“What’s the horrid alternative?”
“I’m going to fire him!”
West laughed merrily. His face always looked most charming when he smiled. “Upon my word I believe you can do it.”
“I have done it, lots of times.”
“Ah! And is the ceremony ever attended by scenes of storm and violence?”
“Never. They march like little lambs when
I say the word.
Hay-foot—straw-foot!”
“But then your aunt loses their arrears of board, I suppose.”
“Yes, and for that reason I never fire except as a last desperate resort. Signs of penitence, earnest resolves to lead a better life, are always noted and carefully considered.”
“If you should need help with this customer to-night—not that I think you will, oh no!—telephone me. I’m amazingly good at handling bright young men. This is your aunt’s, isn’t it?”
“No, no—next to the corner over there. O heavens! Look—look!”
West looked. Up the front steps of Miss Weyland’s Aunt Jennie’s a man was going, a smallish man in a suit of dusty clothes, who limped as he walked. The electric light at the corner illumined him perfectly—glinted upon the spectacles, touched up the stout volume in the coat-pocket, beat full upon the swaybacked derby, whereon its owner had sat what time Charlotte Lee Weyland apologized for the gaucherie of Behemoth.
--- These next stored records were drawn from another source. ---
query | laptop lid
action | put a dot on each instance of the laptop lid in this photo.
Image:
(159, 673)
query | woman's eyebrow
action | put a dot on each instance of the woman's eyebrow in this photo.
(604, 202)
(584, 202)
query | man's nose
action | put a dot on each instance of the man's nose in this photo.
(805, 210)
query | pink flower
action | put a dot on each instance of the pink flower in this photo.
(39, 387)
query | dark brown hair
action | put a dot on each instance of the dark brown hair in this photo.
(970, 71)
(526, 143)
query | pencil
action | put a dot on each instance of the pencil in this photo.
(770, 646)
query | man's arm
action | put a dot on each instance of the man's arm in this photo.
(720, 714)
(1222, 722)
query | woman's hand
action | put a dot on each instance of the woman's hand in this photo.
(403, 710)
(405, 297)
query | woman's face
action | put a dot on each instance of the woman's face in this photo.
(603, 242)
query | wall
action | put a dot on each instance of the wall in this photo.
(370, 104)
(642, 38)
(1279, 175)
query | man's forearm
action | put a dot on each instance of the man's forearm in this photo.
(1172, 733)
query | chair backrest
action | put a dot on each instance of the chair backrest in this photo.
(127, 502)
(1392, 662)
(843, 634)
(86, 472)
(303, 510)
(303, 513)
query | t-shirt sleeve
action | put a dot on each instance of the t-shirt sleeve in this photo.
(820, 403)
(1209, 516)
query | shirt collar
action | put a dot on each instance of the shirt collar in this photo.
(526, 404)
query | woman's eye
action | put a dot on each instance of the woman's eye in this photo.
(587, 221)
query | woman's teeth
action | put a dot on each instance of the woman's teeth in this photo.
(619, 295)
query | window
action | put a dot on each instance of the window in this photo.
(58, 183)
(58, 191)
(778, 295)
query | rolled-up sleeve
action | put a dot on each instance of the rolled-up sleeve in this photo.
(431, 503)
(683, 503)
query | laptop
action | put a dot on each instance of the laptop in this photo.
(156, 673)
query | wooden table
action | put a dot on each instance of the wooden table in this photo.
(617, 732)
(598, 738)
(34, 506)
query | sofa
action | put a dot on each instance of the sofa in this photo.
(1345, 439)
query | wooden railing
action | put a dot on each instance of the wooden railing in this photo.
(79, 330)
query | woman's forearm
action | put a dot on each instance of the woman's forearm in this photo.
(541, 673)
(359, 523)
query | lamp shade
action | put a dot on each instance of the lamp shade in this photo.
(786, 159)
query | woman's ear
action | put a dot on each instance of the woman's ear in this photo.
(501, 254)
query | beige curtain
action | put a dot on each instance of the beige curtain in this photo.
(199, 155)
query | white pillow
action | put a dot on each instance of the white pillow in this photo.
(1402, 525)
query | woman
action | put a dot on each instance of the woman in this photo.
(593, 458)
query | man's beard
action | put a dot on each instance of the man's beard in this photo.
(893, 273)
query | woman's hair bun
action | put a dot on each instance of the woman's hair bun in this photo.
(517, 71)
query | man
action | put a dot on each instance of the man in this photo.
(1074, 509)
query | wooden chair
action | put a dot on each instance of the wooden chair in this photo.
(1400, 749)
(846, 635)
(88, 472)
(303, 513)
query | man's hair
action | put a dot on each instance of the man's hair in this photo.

And as they watched, this man pushed open Aunt Jennie’s front door, with never so much as a glance at the door-bell, and stepped as of right inside.
Involuntarily West and Miss Weyland had halted; and now they stared at each other with a kind of wild surmise which rapidly yielded to ludicrous certainty. West broke into a laugh.
“Well, do you think you’ll have the nerve to fire him?”
II
Mrs. Paynter’s Boarding-House: which was not founded as an Eleemosynary Institution.
There was something of a flutter among the gathered boarders when Miss Weyland was seen to be entering the house, and William Klinker, who announced the fact from his place by the window, added that that had ought to help some with the supper. He reminded the parlor that there had been Porterhouse the last time. Miss Miller, from the sofa, told Mr. Klinker archly that he was so material. She had only the other day mastered the word, but even that is more than could be said for Mr. Klinker. Major Brooke stood by the Latrobe heater, reading the evening paper under a flaring gas-light. He habitually came down early to get it before anybody else had a chance. By Miss Miller on the sofa sat Mr. Bylash, stroking the glossy moustache which other ladies before her time had admired intensely. Despite her archness Miss Miller had heard with a pang that Miss Weyland was coming to supper, and her reason was not unconnected with this same Mr. Bylash. In earlier meetings she had vaguely noted differences between Mrs. Paynter’s pretty niece and herself. True, she considered these differences all in her own favor, as, for example, her far larger back pompadour, with the puffs, but you never could tell about gentlemen.